Las calles de París eran su escenario perfecto para jugar a las escondidas más grandes que nadie vio jamás.
Ella sabía perfectamente dónde encontrarlo. El café atendido por aquella pareja de ancianos parecía hechizarlo, aunque nunca supo exactamente por qué; quizá tenía algo que ver el aroma de los granos de café amargo recién molidos inundando el lugar, quizá el amor inmenso con que se miraban, quizá las miles de delicias que su paladar pudo saborear en todos esos años de visitarlos tarde a tarde.
Sin embargo, él también sabía dónde hallarla a ella. Aquellos bancos a orillas del Sena, donde si se cerraban los ojos se podía escuchar el tintineo de las cadenas sosteniendo a las barcas que se mecían suavemente en el río. Si se respiraba profundamente podía también sentirse el olor de las lavandas que a esa altura del año florecían de manera increíble. De todas formas, él sabía que ella siempre elegiría alguna novela romántica para acompañarla en ese rato; alguna que probablemente nunca terminaría ya que cuando pasaba algo malo se ponía verdaderamente triste.

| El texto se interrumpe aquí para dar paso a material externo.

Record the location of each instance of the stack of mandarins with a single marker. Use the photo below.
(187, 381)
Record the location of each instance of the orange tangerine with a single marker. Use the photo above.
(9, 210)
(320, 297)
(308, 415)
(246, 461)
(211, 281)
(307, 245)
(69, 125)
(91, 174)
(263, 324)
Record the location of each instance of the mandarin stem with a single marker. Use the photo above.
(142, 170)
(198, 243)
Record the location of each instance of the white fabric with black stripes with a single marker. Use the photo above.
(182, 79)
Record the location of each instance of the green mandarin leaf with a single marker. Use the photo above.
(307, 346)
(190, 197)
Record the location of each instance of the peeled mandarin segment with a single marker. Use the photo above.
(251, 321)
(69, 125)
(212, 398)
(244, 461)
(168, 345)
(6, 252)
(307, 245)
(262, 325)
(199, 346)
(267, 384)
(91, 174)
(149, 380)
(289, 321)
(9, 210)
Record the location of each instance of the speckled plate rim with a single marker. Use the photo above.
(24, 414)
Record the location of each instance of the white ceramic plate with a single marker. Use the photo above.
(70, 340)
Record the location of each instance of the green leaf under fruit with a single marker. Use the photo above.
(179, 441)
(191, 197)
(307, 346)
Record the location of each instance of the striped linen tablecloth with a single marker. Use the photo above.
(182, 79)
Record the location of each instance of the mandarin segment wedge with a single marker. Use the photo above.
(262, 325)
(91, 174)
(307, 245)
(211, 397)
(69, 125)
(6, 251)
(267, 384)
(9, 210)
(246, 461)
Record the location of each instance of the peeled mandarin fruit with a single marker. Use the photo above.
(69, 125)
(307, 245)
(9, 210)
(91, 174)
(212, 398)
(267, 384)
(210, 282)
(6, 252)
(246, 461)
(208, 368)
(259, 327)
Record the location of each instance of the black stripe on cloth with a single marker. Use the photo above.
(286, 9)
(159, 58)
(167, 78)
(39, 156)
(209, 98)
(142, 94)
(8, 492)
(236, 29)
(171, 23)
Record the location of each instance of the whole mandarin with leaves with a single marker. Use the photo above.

A pesar de todo, y quién sabe cómo, tenían una conexión tan grande que ambos podían sentir que el otro los buscaba. Y en ese mismo momento huían lo más lejos posible: la gracia era durar lo más posible sin ser descubiertos. Se perseguían por las ferias de las calles empedradas, escondiéndose entre la gente, ocultándose atrás de los cuadros en venta y los sombreros anchos de las señoras. Se veían, pero el contacto visual no podía durar ya que perdería sentido el juego. De forma sutil pero sumamente divertida pasaban horas enteras dando vueltas por la ciudad, tomando taxis y volando en bicicletas.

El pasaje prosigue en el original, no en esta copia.